NextPrevious

Daoism and Cct

Membership, Community, Diversity

Where do Daoists live today? Are any estimates of numbers available? How about CCT?

Until fairly recently, Daoism has been an almost exclusively Chinese phenomenon. Since the Maoist revolution of 1949, practice of Daoism in the People’s Republic of China has diminished dramatically. Buddhism had the advantage of being an international tradition and thus of at least limited political utility. In addition, Buddhism qualified officially as a “religion” while Daoism was defined as mere superstition. Daoist temples and monasteries were shut down or destroyed and thousands of Daoist ritual specialists had to seek other means of livelihood.

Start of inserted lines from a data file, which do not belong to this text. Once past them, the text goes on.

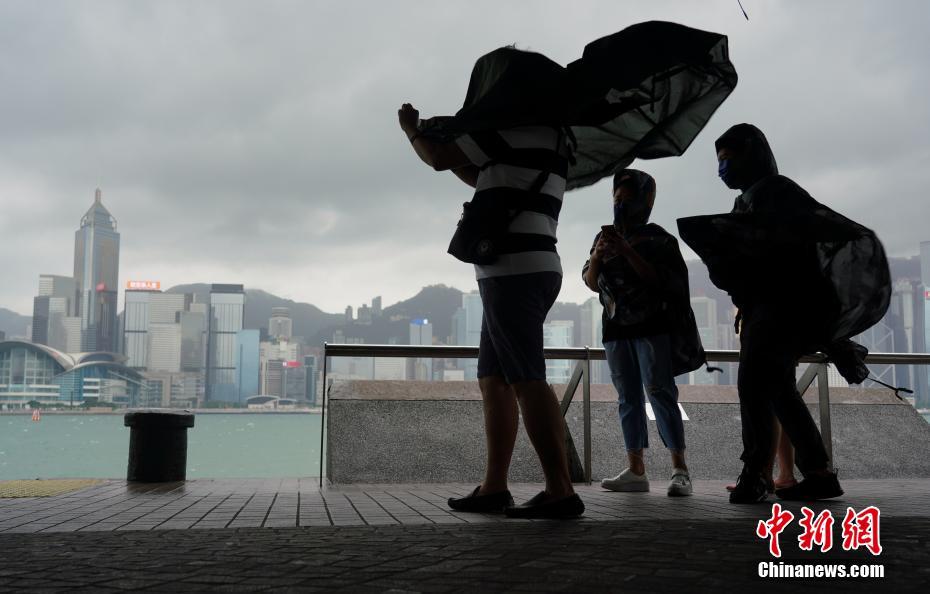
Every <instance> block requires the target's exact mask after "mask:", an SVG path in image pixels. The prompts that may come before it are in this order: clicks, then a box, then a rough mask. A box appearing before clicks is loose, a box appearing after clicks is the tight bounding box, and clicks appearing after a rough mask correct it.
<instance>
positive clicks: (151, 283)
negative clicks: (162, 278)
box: [126, 281, 161, 291]
mask: <svg viewBox="0 0 930 594" xmlns="http://www.w3.org/2000/svg"><path fill="white" fill-rule="evenodd" d="M126 288H127V289H129V290H130V291H159V290H161V281H127V282H126Z"/></svg>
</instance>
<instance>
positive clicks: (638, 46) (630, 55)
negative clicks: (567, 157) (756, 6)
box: [423, 21, 737, 189]
mask: <svg viewBox="0 0 930 594" xmlns="http://www.w3.org/2000/svg"><path fill="white" fill-rule="evenodd" d="M736 81H737V76H736V70H735V69H734V67H733V64H732V63H730V60H729V54H728V50H727V38H726V36H724V35H720V34H718V33H710V32H707V31H700V30H698V29H692V28H690V27H685V26H683V25H679V24H676V23H669V22H663V21H650V22H646V23H640V24H637V25H633V26H631V27H627V28H626V29H624V30H622V31H620V32H618V33H614V34H613V35H608V36H607V37H603V38H601V39H598V40H596V41H594V42H592V43H589V44H588V45H587V46H586V47H585V49H584V52H583V54H582V57H581V58H580V59H579V60H576V61H575V62H572V63H571V64H569V66H568V68H563V67H561V66H560V65H559V64H557V63H556V62H553V61H552V60H550V59H549V58H547V57H545V56H543V55H542V54H539V53H535V52H525V51H521V50H517V49H515V48H512V47H505V48H500V49H497V50H495V51H492V52H490V53H488V54H486V55H484V56H482V57H481V58H479V59H478V61H477V62H476V63H475V67H474V69H473V70H472V75H471V80H470V82H469V86H468V93H467V95H466V99H465V102H464V105H463V107H462V109H461V110H459V112H458V113H457V114H456V115H455V116H452V117H441V118H432V119H431V120H427V121H426V122H424V125H423V134H424V135H426V136H429V137H433V138H435V139H438V140H443V141H448V140H451V139H453V138H455V137H457V136H459V135H461V134H467V133H470V132H477V131H481V130H489V129H505V128H512V127H515V126H524V125H539V124H543V125H556V126H561V127H565V128H569V129H570V130H571V132H572V134H573V135H574V137H575V140H576V141H577V146H576V147H575V156H574V162H573V163H572V165H571V167H570V168H569V172H568V180H567V183H568V186H567V187H568V189H574V188H580V187H584V186H588V185H591V184H593V183H595V182H597V181H598V180H600V179H602V178H604V177H607V176H611V175H613V174H614V173H616V172H617V171H620V170H621V169H624V168H625V167H626V166H627V165H629V164H630V163H631V162H632V161H633V160H634V159H636V158H640V159H657V158H660V157H669V156H677V155H681V154H682V153H684V151H685V150H686V149H687V148H688V146H689V145H690V144H691V142H692V141H693V140H694V138H695V137H696V136H697V135H698V133H699V132H700V131H701V130H702V129H703V128H704V125H705V124H707V122H708V120H710V117H711V116H712V115H713V114H714V112H715V111H716V110H717V108H718V107H719V106H720V104H721V103H723V101H724V100H725V99H726V98H727V97H728V96H729V94H730V93H731V92H732V91H733V89H734V88H735V86H736Z"/></svg>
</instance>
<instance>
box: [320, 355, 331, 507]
mask: <svg viewBox="0 0 930 594" xmlns="http://www.w3.org/2000/svg"><path fill="white" fill-rule="evenodd" d="M326 346H327V343H325V342H324V343H323V402H322V405H323V406H322V407H321V409H320V488H321V489H322V488H323V469H324V468H326V467H325V466H324V463H325V458H324V457H323V447H324V445H325V444H324V436H325V435H326V434H327V431H326V368H327V367H329V357H327V355H326Z"/></svg>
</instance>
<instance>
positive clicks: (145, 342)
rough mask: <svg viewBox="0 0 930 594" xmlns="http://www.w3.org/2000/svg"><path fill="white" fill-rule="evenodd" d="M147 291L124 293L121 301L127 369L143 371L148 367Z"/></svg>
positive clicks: (147, 308)
mask: <svg viewBox="0 0 930 594" xmlns="http://www.w3.org/2000/svg"><path fill="white" fill-rule="evenodd" d="M150 298H151V292H149V291H130V290H127V291H126V292H125V293H124V300H123V354H124V355H126V357H127V358H128V360H127V361H126V366H127V367H132V368H133V369H145V368H146V366H147V365H148V350H149V344H148V331H149V300H150Z"/></svg>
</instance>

Things have taken a turn for the better since the 1980s. Monasteries have reopened, and as of 1995 counts, Daoist temples number over 600, with about ten times that number of nuns and priests. Some institutions have even managed to revive formal seminary training for ritual specialists. The Celestial Masters school and the monastic order of Chuan Zhen (Complete Realization school) are the liveliest Daoist organizations in the People’s Republic now. Many hundreds of temples are active in Hong Kong and Taiwan, many more belonging to CCT than to specifically Daoist groups.

Elsewhere in Asia, wherever significant populations of Chinese have gathered, such as Malaysia and Singapore, Daoism and CCT are growing but are still relatively small. Estimates of active Daoists vary wildly from 2.7 to 225 million, while some demographers number adherents of CCT or “Chinese Folk Religion” between one hundred and four hundred million. These numbers seem relatively small next to counts of other major traditions, but they do not include the many millions of people whose days are full of ancient symbols and small rituals even if they are not formally identified with the institutional trappings of Daoism or CCT.



Children play, parents pray, at Taipei’s Xing Tian temple.